Most of these Web videos focused on raising questions about Romney’s tenure at Bain Capital, accusing him of sending jobs offshore, and about Romney’s refusal to release his tax returns. A sampling included titles such as “Mitt Romney: Saying Anything to Get Elected,” “Mitt Romney’s Bain Secret Exposed,” and “Why Would Mitt Romney Invest Millions in the Cayman Islands?”
“There is an increase in ads that try to generate moral outrage and anger, that’s what the steelworker ad is trying to do and those are the ads that are highly mobilizing,” said Nicholas Valentino, a University of Michigan political science professor who studies campaign advertising. “It’s a listen up and a call to arms for both sides to say now is the time to donate, to get off the couch and to start to get active.”

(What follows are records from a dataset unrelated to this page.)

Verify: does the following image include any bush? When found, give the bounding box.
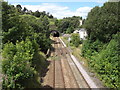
[2,39,42,89]
[70,33,80,47]
[87,33,120,88]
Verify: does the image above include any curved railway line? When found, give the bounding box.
[43,37,97,89]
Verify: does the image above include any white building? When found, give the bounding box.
[73,28,87,40]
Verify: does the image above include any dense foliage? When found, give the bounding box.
[2,2,51,89]
[55,16,82,34]
[70,33,81,47]
[82,2,120,88]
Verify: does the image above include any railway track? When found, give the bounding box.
[44,37,96,89]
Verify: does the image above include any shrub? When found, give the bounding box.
[92,33,120,88]
[70,33,80,47]
[2,39,40,89]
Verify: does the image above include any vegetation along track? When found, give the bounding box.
[43,37,94,88]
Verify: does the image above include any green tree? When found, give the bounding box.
[70,33,80,47]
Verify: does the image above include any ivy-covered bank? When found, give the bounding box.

Romney, too, has employed a fierce Web-video strategy, posting a series of videos attacking Obama for using the phrase “you didn’t build that” while talking about business entrepreneurs and “it worked” while referring to his economic agenda. The Obama campaign has argued that the Romney campaign has taken the snippets out of context.
In July, the Republican National Committee threw up a Web ad just hours after Obama said the “private sector is doing fine” during a news conference – a video that has garnered 112,000 views on YouTube.

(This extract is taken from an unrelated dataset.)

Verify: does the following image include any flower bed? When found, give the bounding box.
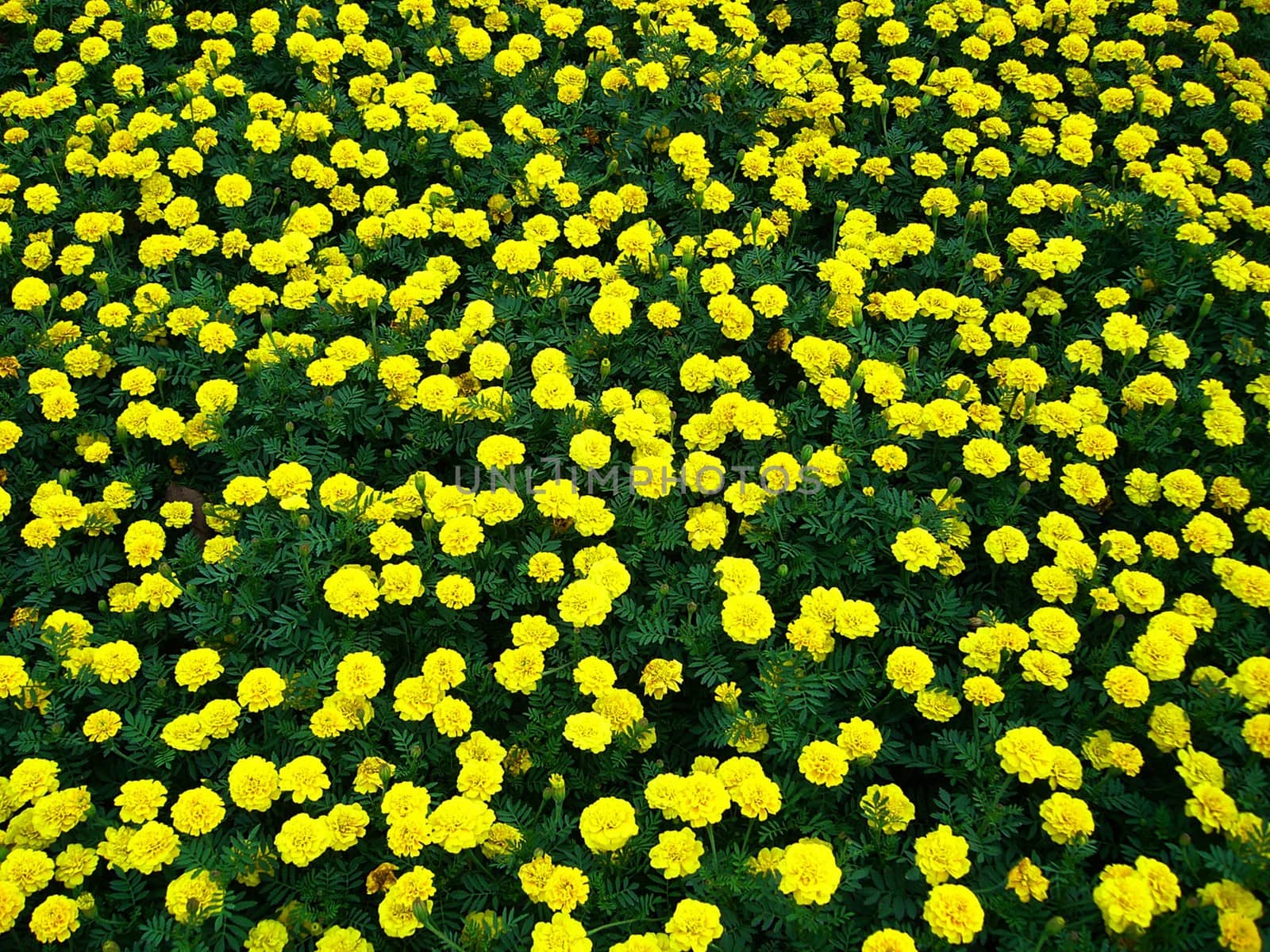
[0,0,1270,952]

William Hillsman, an independent political advertising consultant, said both campaigns have calculated that it is more important to inspire their bases than to fight over the smaller set of undecided voters who might prefer a more positive approach.
“It’s a calculated use of negative and ridiculous advertising to try to drive [undecided and independent] people away from voting,” Hillsman said. “The more negative a race gets, the more it suppresses voter turnout. A lot of people believe a pox on both their parties. That’s part of the strategy here. It will be a real grind-it-out, nasty kind of race, the farthest thing from the 2008 campaign of hope and change.”

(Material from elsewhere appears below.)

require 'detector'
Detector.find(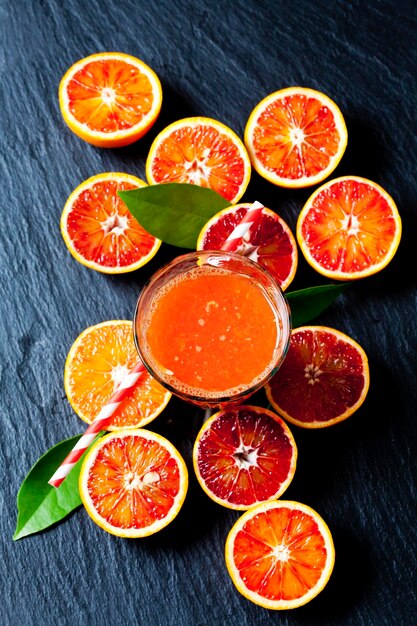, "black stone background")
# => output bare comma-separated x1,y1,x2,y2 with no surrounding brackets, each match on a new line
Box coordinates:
0,0,417,626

YouTube’s Rob Saliterman, who handles political ads for Republican campaigns, said campaigns have upped the ante by buying TrueView ads that air the ad content before users can watch other unrelated videos across the site. The campaigns only pay for the ads if viewers watch the whole thing, which happens about 20 percent of the time, said Saliterman, a former press official in the George W. Bush administration. He added that “contrast ads,” which are negative in tone, have a higher rate of views than more positive ads, but that the benefits of advertising online are multiple because viewers can forward the ads to their friends, and the campaigns also include links for viewers to donate money and sign up to volunteer.
Late Thursday, after being on the defensive over the Priorities USA ad for two days, the Obama campaign’s answer was to release an ad that tied Romney to one of the “largest tax avoidance schemes in history.”
The ad, called “Son of Boss,” echoes Reid’s unproven claims about Romney’s tax rates and closes with a question:
“Isn’t it time for Mitt Romney to come clean?”